The proposal could reduce charitable contibutions to universities, foundations, hospitals, charities and museums, which total about $65 billion annually, by as much as 20 to 25 percent, according to Bob Smucker, vice president of Independent Sector, an umbrella organization for nearly 600 private charitable organizations and foundations and their contributors.
"For local United Ways who rely on working people for over 60 percent of their contributions, this could have a serious impact," said Jack Moskowitz, vice president of United Way of America. "The vast majority may not reach the 2-percent deductibility threshold."
Here are the big winners and losers under the Treasury proposal:
*Individual taxpayers generally would be better off than they are now. Individual taxes would decline an average of 8.5 percent because of lower tax rates but business taxes would increase because of the elimination of accelerated depreciation and the repeal of the investment tax credit.
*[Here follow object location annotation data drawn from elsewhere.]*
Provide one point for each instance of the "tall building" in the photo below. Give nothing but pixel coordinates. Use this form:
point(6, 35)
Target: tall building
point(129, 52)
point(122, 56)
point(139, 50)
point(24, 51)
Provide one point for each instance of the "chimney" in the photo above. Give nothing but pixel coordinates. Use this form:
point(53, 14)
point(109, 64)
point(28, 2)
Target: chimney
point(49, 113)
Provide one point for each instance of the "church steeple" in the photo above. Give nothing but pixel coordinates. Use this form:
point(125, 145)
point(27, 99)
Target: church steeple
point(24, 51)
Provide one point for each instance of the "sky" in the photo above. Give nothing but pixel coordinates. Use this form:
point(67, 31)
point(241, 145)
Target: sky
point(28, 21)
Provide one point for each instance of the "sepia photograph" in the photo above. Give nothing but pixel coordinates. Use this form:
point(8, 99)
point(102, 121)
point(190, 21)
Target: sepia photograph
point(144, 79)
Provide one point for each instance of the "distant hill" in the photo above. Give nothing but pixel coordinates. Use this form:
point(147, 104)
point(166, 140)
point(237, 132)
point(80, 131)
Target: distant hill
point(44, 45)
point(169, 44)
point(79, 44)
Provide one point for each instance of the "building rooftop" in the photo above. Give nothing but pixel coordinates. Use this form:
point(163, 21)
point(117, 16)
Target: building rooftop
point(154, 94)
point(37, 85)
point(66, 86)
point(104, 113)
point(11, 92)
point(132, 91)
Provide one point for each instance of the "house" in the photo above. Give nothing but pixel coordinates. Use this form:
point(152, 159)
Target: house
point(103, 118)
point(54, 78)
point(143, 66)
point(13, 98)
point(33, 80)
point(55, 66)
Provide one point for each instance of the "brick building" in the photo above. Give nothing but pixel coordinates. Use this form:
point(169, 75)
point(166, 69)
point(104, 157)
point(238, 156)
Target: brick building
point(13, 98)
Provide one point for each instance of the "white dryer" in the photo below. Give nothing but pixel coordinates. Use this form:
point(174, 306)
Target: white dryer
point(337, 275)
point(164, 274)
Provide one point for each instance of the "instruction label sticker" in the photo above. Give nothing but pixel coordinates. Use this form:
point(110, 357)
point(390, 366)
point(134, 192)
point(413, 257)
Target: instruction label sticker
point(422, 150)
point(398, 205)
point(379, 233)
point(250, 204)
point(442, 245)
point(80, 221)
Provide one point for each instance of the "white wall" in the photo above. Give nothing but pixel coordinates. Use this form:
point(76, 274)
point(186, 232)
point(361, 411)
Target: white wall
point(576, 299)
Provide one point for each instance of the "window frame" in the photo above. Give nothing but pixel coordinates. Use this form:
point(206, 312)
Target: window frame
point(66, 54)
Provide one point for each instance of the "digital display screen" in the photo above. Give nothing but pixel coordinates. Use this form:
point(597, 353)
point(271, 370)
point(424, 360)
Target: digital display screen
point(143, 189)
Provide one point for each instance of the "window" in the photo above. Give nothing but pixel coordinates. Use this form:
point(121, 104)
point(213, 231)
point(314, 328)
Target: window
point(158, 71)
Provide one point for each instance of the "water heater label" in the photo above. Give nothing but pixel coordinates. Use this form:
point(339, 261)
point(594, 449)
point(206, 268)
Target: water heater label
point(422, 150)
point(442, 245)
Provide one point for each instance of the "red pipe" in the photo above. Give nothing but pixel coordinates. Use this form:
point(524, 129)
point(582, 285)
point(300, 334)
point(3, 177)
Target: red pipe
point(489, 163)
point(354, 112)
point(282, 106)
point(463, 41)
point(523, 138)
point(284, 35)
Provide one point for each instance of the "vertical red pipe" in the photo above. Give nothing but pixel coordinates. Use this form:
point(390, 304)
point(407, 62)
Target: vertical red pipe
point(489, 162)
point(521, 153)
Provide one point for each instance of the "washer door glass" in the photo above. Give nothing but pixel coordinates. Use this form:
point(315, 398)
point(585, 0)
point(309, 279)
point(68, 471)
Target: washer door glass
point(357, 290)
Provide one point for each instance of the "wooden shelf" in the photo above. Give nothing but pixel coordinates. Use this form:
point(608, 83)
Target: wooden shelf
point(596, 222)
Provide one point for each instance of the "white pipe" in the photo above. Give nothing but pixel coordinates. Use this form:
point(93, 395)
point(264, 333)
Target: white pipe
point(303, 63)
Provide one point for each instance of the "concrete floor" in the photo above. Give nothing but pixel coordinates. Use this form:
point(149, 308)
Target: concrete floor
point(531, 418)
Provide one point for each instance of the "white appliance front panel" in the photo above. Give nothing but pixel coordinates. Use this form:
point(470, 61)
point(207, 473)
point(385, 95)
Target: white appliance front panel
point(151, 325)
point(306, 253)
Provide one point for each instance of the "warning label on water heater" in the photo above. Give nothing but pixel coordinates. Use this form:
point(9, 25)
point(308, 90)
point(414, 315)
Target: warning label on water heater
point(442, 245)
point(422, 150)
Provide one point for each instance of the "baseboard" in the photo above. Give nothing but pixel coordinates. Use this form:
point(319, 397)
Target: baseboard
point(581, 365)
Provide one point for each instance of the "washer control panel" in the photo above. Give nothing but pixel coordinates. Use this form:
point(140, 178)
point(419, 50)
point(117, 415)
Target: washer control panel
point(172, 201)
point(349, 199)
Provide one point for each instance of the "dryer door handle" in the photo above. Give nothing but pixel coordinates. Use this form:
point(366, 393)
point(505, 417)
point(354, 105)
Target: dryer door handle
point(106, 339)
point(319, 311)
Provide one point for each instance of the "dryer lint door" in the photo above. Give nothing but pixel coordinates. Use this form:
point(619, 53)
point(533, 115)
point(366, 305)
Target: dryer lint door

*Lower-income families generally will get the biggest tax cuts. According to the Treasury figures, families with income of under $10,000 will get a 32.5-percent reduction in tax liability, families from $10,000 to $15,000 will get a 16.6-percent reduction, families from $20,000 to $50,000, about 9 percent, those from $50,000 to $100,000, a 7.4-percent reduction, and those from $100,000 to $200,000, 6.4 percent.
Moreover, because of increases in the personal exemption and standard deduction, families below the official government poverty line generally will pay no federal income taxes; the tax threshold now is so low that many families in poverty must pay income tax.
In 1986, the poverty line for a family of four will be about $11,600. Under present law, such a family would pay federal income taxes if its income reached $9,613 or more. Under the Treasury proposal, the family would not pay taxes until income reached $11,800 because of the increased standard deductions and personal exemption. (This assumes use of a special credit for the poor, called the earned-income tax credit, where applicable.)
*Although individuals would pay less tax overall than under current law, persons with certain benefits now exempt from federal income tax could be hit heavily by the Treasury proposal. Worker's compensation, paid to persons severely injured on the job, would be become taxable. Unemployment compensation, paid to workers who lose their jobs, would become fully taxable.
In addition, premiums paid by employers for worker health insurance in excess of $840 a year for an individual or $2,100 for a family would be counted as income for the worker and be taxed.
Among those most concerned about the Treasury proposals were charitable and educational institutions, including colleges, universities, medical schools, hospitals and museums.
Smucker said the average charitable contribution rate is only 1.97 percent of income; few small contributors reach the 2-percent threshold. He estimated that the proposal could cut the current $62 billion charitable contribution rate by one-fifth.
John Buckman, vice president and treasurer of Yale University, which has a $1.1 billion endowment, said that if contributions, now about $75 million a year, fell by 10 percent, it could force a corresponding rise in tuition, the other major source of the university's income.
Matt Ahmann, associate director for government relations of the National Conference of Catholic Charities, said "the Treasury proposal could be extremely hard on us."
Bruce Hopkins, an attorney specializing in charitable issues, said he didn't believe that the charity proposals would affect small organizations that rely on small contributions. However, he said they could have a major dampening effect on large national organizations that rely on mail campaigns, such as educational and environmental groups. He said they would also have a significant effect on museums, colleges, universities, schools, hospitals, churches and research groups that receive much of their contributions in stocks and bonds, real estate and other property.
"It would totally undercut the tax motivation of this kind of giving. It would be terrible for all of them," he said.